The Facilitator crafts and delivers challenges that spark individual and team
innovation and provokes Learners to break through imagined limits.
A Learner works with one or several facilitators; in each case, the learner
and facilitator together create a learning contract and invent appropriate experiences
and products. Learners engage in many projects simultaneously, incorporating
strands from the core curriculum to weave the necessary framework of understanding
and mastery. The Facilitator and the Learner, jointly responsible, manage both
process and content.
Sponsor-Advocate-Advisor
[Note: the term Sponsor has been added to the original advocate-advisor
role because of its importance in our network. Sponsor also seems to capture
the essence of the role.] The Sponsor provides the feedback and boundaries
that ensure the learning path is effective and balanced, that options are clearly
seen, that effort is required and rewarded, and that performance assessments--provided
as feedback--are understood and interpreted correctly. The Sponsor's challenge
is to optimize the performance of the individual Learner's network. The Sponsor
and Learner together plan the Learner's next steps, taking into account the
whole person, the individual's talents and interests, and the need to ensure
breadth in the curriculum as well as depth in areas of special interest. The
Sponsor provides continuity and perspective. Sponsors may change, depending
upon the goals of the Learner.
Expert
The Expert develops specialized knowledge to a high degree in a given body of
knowledge and is a resource to others.

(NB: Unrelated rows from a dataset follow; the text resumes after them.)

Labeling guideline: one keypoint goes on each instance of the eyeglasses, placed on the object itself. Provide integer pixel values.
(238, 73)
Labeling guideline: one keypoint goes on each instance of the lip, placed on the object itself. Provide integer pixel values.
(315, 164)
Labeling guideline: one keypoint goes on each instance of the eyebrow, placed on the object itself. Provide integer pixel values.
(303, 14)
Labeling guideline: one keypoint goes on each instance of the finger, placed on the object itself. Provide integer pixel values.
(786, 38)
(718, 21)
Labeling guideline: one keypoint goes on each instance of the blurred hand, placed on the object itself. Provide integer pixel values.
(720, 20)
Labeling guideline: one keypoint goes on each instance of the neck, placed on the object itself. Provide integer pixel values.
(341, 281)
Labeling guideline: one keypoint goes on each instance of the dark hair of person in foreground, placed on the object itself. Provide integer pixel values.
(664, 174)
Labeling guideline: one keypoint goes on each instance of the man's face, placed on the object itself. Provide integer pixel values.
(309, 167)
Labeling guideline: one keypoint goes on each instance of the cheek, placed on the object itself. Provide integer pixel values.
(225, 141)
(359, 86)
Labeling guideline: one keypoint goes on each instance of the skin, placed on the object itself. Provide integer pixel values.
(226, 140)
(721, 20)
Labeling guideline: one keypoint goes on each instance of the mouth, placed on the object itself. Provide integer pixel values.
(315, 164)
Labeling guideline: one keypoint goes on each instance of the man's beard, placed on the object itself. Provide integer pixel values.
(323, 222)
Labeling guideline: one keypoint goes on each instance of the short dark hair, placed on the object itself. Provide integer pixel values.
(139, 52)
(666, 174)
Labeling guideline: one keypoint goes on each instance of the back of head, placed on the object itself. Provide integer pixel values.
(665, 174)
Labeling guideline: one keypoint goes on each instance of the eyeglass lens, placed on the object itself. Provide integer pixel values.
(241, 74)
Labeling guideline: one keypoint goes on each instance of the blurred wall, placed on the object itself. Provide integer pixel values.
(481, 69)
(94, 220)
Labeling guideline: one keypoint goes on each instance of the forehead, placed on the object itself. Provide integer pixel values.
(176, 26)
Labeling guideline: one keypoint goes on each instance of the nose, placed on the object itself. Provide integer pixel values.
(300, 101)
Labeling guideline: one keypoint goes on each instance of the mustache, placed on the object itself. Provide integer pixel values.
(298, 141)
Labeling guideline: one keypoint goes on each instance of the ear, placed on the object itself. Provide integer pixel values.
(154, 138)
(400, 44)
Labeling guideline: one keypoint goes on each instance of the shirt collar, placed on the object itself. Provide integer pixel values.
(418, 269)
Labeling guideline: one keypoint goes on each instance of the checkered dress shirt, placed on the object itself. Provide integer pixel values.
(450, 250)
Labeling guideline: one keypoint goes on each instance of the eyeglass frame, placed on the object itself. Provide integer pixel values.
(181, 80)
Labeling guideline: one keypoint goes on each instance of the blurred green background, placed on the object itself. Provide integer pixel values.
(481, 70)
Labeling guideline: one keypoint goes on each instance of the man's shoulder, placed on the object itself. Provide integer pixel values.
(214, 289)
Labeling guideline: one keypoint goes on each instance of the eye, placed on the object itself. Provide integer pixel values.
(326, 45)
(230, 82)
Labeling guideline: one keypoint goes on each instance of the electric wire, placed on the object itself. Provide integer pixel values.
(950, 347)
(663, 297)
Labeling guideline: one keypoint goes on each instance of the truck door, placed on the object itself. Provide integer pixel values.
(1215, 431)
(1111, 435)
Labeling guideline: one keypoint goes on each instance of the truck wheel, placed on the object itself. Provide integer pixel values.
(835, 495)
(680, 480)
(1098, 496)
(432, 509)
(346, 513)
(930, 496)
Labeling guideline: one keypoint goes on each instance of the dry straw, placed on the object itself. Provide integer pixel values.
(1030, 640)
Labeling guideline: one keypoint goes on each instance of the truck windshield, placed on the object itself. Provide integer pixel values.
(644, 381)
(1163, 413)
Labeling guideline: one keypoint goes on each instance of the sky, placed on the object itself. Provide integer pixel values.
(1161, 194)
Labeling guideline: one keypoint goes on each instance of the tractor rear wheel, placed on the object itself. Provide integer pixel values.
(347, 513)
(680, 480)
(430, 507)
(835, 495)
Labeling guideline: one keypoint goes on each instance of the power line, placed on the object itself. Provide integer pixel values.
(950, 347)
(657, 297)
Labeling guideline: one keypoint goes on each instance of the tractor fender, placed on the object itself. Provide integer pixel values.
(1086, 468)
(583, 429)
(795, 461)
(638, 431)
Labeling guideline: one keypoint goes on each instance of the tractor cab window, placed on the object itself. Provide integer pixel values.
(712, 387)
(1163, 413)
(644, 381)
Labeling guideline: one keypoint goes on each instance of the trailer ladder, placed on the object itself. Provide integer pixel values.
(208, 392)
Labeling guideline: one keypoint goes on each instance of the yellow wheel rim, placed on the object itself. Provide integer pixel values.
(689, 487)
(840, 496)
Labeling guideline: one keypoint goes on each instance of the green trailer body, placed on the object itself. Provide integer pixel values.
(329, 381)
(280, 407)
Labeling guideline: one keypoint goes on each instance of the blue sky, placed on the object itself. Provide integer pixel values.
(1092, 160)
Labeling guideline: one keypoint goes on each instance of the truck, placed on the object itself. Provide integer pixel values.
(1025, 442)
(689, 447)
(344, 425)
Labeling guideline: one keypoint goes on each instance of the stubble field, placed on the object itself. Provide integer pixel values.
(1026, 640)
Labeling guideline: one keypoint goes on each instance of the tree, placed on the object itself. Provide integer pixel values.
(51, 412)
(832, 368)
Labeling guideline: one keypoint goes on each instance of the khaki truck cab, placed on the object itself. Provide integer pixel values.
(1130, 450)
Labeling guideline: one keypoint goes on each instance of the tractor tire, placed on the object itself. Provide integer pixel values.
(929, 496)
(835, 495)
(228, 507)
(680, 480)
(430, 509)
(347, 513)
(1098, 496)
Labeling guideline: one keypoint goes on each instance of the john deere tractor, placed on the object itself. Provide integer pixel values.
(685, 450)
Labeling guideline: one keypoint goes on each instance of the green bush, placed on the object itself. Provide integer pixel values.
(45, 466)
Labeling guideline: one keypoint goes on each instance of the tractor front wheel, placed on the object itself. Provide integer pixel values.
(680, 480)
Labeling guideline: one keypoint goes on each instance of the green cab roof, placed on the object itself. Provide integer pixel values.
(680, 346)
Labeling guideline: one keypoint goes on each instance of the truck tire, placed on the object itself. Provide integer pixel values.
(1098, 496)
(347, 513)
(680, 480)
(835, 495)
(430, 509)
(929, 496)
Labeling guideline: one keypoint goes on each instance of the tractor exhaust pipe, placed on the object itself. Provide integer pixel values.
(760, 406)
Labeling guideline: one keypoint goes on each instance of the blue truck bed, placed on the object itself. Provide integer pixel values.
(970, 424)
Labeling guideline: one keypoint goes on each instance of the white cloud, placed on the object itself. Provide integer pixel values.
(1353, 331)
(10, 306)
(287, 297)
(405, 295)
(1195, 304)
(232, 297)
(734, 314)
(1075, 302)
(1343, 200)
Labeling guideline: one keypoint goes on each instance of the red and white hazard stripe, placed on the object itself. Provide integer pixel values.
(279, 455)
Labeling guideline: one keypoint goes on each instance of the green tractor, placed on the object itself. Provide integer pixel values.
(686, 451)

Everyone has expertise to share; everyone
applies their expertise to create value for themselves and others, as participants
in this learning environment.
Steward
The Steward applies talents and knowledge in service to others--in stewardship
of the community and ultimately of the world. Stewardship means holding a vision
for yourself, your community, and your world, and being committed to actualizing
that vision. The only way to steward anything is to engage with what we are
stewarding in a cybernetic, whole systems manner. By learning anticipatory design,
we steward our future as well as our present.
Stewardship encompasses stewarding what we value, what we invent, our personal
growth, the growth of others, the health of our communities and the natural
environment. Stewardship arises from the philosophy that "all life is sacred"
rather than "everything is a commodity."